Sam’s dad Leigh, who has been present at a few of his son’s games this year, is a Chelsea legend and a renowned coach in the Peninsula area.

He concedes that the loss of his son’s forearm could have been a huge burden on the family, but for the way Sam embraced the challenge. “I can remember people admiring his determination and love of the game, but doubting that those qualities would compensate for his disability”, he told the Age.

“They used to say when he was very young: ‘He’ll struggle when tackling is introduced.’ When he didn’t, they’d say, when the game gets more physical he’ll struggle’. But he didn’t.”

Sam won a heap of best and fairest awards in junior grades with Crib Point and was picked up by the Dandenong Stingrays, where he again starred. He won the Best and Fairest in his second year.

He graduated to Frankston’s VFL side. Contrary to expectations, he played four senior games in his first season and became a regular in his second.

Despite the idea being floated that he may be a chance to graduate to AFL ranks, Sam was pragmatic enough to realise that it was an improbability.

His grandfather, Sonny,a colorful greyhound trainer and bookie, had begun holidaying in Corowa 50-odd years ago and it became a family tradition that continued. Sam had got to know quite a few people in town and warmed to the prospect of moving up there in 2008.

He became an overnight success with the ‘Roos and, after a brilliant season under the coaching of Peter Tossol in 2009, took out the club B &F. With 21 votes, he finished runner-up to Michael Stevens in the Morris Medal.

Romance also blossomed with a young Corowa girl, Renee Ronnfeldt.When Queensland club, Aspley conducted a raid on O &M and Goulburn Valley players, at the end of that season, Sam was one of those who felt that a season of football in the Sunshine State sounded fairly attractive.

And Renee liked the thought of a break from Corowa. So, along with his current team-mates Tyson Hartwig and Jamie Sheahan, he spent a season of footy in the QAFL. Aspley struggled big-time early-on, but after sacking the coach and enduring a bit of turmoil, they recovered to finish the year in reasonable fashion.

Sam’s own form was quite good and he finished a close runner-up to ‘Shagger’ in the B &F. But he was happy to leave the Queensland experience behind him.

He moved back home to the Peninsula, and joined his cousin, who was coaching Bonbeach. He spent the following season with MPNFL club, Chelsea, where the Carpenter name is revered.

His father, Leigh, and uncle Dale are both Members of Chelsea’s Team of the Century and Sam joined them as a Best and Fairest winner in 2012.

When he and Renee decided to return to her home town last year, Sam surprised the football world by throwing in his lot with the Rovers. Barry Sullivan had been pursuing him for a couple of years and his old coach Peter Tossol convinced him of the virtues of the Hawks.

He found plenty of work in his chosen trade as a painter and life was pretty good, as they bought a house at Corowa and rejoiced in the bush life, with regular forays to throw a line into the Murray River.
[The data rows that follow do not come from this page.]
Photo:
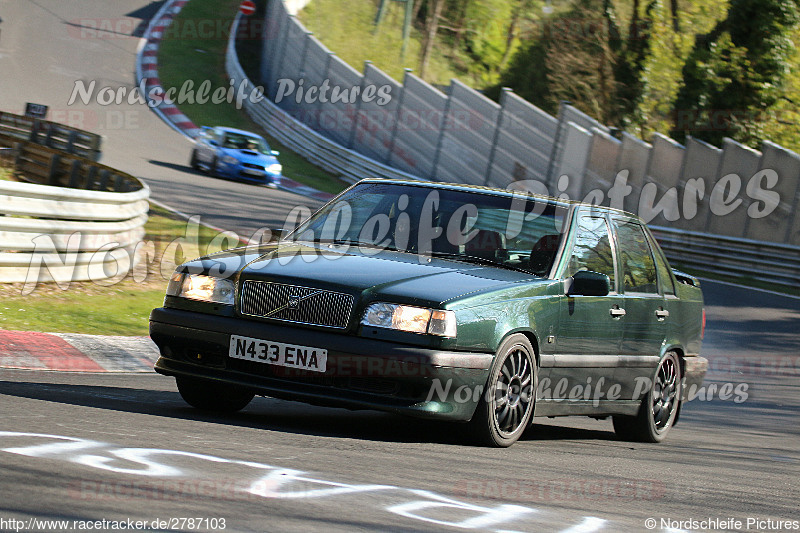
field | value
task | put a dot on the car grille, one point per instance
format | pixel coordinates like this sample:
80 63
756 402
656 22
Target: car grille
292 303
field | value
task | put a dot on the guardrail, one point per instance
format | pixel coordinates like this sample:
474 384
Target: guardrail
49 166
68 219
51 134
772 263
310 144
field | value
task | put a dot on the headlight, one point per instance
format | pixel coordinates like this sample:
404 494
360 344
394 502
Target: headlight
201 288
412 319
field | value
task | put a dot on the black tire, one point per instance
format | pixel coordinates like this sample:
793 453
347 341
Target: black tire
506 406
659 406
193 161
212 396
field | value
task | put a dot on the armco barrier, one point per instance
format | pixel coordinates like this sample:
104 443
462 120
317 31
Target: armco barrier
573 145
70 219
461 136
52 135
773 263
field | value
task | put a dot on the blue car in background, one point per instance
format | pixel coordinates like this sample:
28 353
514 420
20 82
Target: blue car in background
237 154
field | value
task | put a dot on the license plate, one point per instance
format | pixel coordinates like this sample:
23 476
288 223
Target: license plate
278 353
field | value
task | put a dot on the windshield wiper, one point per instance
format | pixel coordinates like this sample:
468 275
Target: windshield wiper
354 242
478 260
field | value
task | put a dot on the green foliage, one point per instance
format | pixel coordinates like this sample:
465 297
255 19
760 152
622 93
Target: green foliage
582 56
736 73
487 30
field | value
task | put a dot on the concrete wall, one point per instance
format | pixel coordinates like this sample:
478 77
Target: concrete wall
464 137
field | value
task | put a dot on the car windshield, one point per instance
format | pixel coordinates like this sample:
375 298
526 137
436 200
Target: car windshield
514 232
245 142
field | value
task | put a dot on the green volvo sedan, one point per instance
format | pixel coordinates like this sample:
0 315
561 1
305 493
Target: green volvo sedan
444 301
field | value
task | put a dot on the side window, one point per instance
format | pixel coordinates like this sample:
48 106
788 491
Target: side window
592 248
664 275
638 270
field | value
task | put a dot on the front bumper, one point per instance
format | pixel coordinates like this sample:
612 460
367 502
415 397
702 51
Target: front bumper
361 373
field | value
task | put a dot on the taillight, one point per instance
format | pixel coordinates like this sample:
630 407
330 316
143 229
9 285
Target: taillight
703 326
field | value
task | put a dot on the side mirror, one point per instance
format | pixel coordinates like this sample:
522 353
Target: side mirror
588 283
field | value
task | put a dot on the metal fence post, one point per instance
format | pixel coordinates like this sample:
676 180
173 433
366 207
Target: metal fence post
496 135
351 141
398 113
551 166
442 128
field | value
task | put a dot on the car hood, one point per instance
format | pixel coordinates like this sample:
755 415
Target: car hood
373 273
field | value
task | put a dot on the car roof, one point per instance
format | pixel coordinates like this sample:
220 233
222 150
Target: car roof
234 130
500 192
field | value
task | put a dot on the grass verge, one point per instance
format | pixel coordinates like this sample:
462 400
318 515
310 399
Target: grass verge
98 308
190 55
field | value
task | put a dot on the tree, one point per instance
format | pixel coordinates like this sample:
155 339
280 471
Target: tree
736 73
431 28
582 56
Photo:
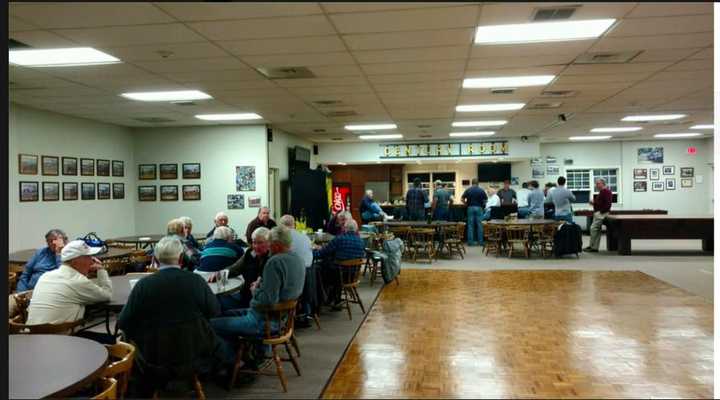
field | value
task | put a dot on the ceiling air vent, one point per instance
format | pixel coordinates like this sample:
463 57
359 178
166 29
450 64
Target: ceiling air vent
607 58
553 14
154 120
286 72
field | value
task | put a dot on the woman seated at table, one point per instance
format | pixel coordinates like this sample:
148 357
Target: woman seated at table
221 252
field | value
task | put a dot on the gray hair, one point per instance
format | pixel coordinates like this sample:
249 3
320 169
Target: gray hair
351 225
261 233
168 250
287 220
222 233
281 234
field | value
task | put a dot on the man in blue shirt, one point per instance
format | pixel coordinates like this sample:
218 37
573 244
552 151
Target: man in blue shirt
44 260
475 199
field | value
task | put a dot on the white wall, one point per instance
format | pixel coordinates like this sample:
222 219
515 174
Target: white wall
219 149
43 133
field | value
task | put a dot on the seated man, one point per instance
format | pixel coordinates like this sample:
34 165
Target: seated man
282 279
61 295
345 246
221 252
44 260
250 266
166 316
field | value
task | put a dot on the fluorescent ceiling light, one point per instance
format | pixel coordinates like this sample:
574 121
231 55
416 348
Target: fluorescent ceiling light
228 117
579 138
665 117
68 57
676 135
175 95
470 134
510 81
379 137
460 124
376 127
542 31
619 129
490 107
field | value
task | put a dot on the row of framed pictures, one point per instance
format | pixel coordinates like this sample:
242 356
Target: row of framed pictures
50 166
642 173
168 171
669 184
168 192
29 191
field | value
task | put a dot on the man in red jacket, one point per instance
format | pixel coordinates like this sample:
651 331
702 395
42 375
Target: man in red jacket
601 207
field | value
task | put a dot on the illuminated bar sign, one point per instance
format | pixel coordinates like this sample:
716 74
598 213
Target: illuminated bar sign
436 150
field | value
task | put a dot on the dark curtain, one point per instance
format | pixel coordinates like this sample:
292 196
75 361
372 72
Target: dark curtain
309 197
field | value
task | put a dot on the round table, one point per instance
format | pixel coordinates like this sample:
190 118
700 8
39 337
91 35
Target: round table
52 365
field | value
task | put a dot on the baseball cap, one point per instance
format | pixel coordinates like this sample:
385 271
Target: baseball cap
77 248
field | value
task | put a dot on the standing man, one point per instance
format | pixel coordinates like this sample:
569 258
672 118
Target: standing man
475 198
415 200
601 207
44 260
507 195
263 219
441 202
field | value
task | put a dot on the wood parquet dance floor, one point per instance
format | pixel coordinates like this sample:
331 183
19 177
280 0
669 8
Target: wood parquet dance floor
559 334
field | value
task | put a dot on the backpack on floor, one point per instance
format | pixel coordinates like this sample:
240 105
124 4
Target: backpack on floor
568 240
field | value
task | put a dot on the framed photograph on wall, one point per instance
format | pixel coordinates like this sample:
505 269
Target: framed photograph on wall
87 191
191 192
103 168
27 164
147 193
29 191
51 191
69 166
168 171
87 167
118 168
118 191
654 174
670 184
103 191
191 171
168 193
640 186
50 165
147 171
69 191
640 173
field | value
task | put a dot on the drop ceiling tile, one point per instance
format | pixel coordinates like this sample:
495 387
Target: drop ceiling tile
291 27
188 11
310 44
132 35
408 55
409 20
87 14
399 40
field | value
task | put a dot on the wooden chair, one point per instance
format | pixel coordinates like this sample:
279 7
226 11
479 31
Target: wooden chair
518 234
283 315
122 356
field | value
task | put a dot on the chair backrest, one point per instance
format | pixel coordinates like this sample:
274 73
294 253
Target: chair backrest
108 389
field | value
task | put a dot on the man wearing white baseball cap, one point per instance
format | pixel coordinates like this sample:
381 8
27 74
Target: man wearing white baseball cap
62 294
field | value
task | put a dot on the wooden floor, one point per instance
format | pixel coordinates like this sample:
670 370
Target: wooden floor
530 334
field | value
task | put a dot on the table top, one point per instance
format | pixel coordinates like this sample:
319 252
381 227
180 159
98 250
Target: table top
52 365
522 222
23 256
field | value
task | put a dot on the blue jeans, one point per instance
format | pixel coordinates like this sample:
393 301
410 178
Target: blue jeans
475 215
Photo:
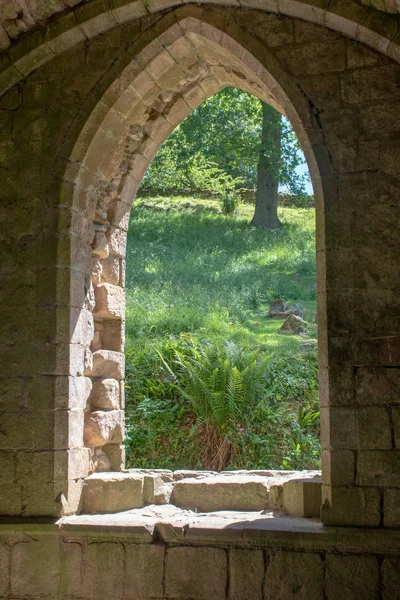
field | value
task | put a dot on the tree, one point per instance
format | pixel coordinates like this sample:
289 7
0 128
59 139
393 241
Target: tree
224 132
268 170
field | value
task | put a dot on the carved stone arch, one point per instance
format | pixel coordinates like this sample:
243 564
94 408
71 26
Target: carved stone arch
179 69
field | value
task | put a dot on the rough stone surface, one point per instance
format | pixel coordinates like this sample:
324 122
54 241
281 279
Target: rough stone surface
35 568
105 394
306 579
221 493
145 569
110 301
352 577
302 497
188 573
247 568
391 579
112 492
104 572
104 427
87 97
108 364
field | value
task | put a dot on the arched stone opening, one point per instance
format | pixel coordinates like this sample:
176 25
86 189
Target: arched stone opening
176 72
344 106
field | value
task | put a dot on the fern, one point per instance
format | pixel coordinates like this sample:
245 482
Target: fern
222 384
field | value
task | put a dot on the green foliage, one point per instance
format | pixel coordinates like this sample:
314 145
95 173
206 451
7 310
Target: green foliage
196 278
217 146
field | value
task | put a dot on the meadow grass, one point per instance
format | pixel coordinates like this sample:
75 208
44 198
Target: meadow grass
193 271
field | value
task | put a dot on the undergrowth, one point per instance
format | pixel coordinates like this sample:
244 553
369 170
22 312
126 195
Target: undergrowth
210 381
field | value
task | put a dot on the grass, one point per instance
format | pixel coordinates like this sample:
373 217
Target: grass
195 274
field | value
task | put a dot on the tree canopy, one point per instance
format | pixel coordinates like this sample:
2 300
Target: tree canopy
217 147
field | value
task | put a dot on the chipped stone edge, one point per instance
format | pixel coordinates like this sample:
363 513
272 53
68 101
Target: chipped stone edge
88 28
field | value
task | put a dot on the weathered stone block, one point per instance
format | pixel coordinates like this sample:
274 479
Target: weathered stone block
113 336
4 568
374 428
116 456
370 85
117 241
112 492
294 575
144 569
71 582
338 467
104 427
188 573
108 364
391 579
221 493
100 246
339 427
391 511
82 327
246 574
358 507
355 577
110 270
35 568
104 570
110 301
105 394
302 497
379 468
118 214
396 424
307 59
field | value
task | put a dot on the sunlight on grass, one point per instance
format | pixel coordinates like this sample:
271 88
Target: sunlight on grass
191 271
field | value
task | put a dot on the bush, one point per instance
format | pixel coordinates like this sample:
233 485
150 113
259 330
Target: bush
206 405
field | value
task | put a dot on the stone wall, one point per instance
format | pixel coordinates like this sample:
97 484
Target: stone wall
79 124
71 562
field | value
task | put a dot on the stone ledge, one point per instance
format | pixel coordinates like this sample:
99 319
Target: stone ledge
171 525
297 493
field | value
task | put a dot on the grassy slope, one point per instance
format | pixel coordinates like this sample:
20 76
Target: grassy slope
191 269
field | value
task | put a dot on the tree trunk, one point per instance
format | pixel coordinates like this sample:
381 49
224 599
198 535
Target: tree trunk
266 211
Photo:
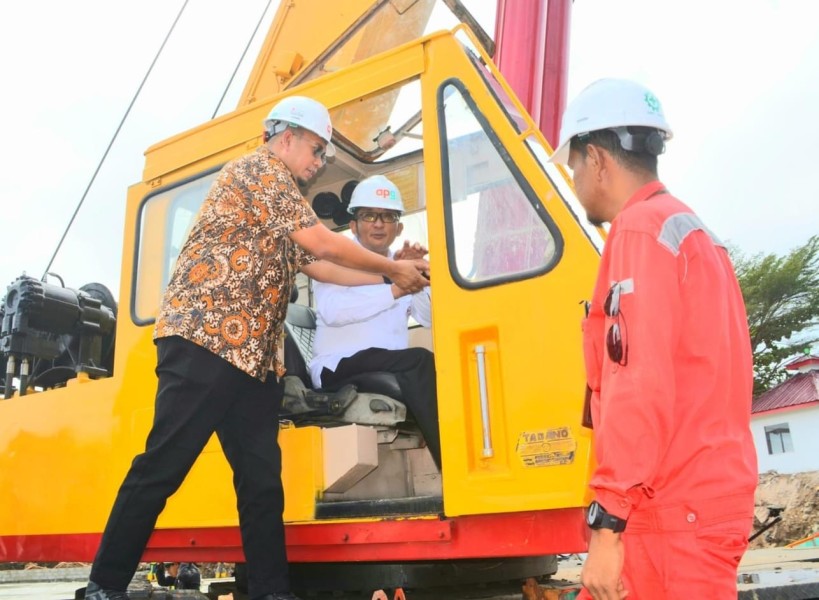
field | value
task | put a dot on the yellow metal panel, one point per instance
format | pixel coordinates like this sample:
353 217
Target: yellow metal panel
530 330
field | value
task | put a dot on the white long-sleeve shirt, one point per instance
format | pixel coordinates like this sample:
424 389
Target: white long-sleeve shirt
351 319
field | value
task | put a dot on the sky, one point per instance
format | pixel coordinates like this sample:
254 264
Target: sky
737 78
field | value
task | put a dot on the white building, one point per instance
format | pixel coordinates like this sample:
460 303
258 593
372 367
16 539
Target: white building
785 421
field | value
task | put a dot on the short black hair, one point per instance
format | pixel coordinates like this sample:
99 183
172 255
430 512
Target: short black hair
608 139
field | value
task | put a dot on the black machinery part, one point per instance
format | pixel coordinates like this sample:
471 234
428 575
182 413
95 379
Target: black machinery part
49 333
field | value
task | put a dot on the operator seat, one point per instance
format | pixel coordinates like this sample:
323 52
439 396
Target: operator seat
366 399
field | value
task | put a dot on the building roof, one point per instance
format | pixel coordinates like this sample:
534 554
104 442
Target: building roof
802 388
803 363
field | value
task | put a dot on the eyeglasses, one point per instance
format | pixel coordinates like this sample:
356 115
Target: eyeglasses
319 151
615 346
369 217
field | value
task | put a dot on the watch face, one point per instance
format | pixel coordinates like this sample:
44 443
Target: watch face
592 513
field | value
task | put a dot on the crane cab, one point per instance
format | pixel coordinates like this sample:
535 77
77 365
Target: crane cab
512 262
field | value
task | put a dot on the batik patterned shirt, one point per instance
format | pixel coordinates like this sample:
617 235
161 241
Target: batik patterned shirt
231 285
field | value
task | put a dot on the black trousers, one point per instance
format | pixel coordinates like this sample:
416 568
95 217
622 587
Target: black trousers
414 368
199 393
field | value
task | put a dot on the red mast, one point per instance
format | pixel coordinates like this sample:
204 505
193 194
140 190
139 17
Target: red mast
532 52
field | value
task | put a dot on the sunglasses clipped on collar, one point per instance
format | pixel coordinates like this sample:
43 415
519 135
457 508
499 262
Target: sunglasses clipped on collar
615 345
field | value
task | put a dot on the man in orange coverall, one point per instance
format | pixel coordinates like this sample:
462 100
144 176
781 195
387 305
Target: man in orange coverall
668 363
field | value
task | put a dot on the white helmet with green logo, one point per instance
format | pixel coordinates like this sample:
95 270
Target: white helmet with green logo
376 192
607 104
304 112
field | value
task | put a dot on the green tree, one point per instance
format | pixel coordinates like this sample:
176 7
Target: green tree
782 299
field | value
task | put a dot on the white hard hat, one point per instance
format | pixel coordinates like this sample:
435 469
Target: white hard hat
606 104
303 112
376 192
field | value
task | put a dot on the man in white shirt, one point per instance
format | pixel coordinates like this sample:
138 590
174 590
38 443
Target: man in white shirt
363 329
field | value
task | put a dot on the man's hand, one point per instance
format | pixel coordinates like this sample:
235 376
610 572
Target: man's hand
601 575
410 251
408 274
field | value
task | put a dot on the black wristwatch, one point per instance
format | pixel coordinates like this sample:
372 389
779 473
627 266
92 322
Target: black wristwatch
598 518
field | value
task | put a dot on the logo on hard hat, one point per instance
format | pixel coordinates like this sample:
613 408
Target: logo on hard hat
652 102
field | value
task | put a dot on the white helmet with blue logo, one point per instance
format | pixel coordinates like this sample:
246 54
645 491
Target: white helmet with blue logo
302 112
376 192
608 104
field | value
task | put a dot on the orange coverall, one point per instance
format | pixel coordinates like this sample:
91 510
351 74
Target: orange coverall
671 418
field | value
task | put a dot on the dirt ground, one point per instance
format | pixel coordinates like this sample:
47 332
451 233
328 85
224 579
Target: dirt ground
798 495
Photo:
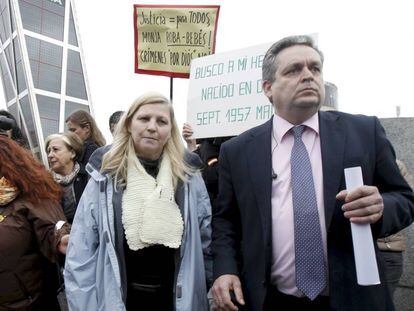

His footy season got off to a disappointing start when he copped a hamstring injury before half-time in the opening game. It took a while to get it right and he missed seven games, but he flew home to finish third in the B & F.

He and Renee welcomed young Sonny, named after his grandfather, into the world this year.

A quiet bloke, he enjoys a beer and the outdoors. He’s laid-back and has a terrific nature and has become a huge favourite of supporters and players at the Findlay Oval.

And he’s a big influence on the younger blokes, who have been impressed with his training intensity and respect the quiet words of advice he offers.

At 27, Sam has plenty of footy left in him. But earlier this season he began to feel his mortality. He has a posterior cruciate ligament deficiency in his knee and aggravated it after colliding with a Lavington player. He carried it for a while but it began to give him hell and he rested it for a week.

A cortisone injection did the trick and he came back in superlative touch.

Those who were at McNamara Reserve last week-end would recall probably the most telling of his 35 touches. In a frenetic last quarter, with the Rovers attacking continually, he swooped on the ball, lined up the goals from 40 metres out and his kick curled in beautifully for a classic major.

It was vintage ‘Carps’ and the Hawk faithful rose as one, as they sensed that the elusive number 4 had just nailed the sealer.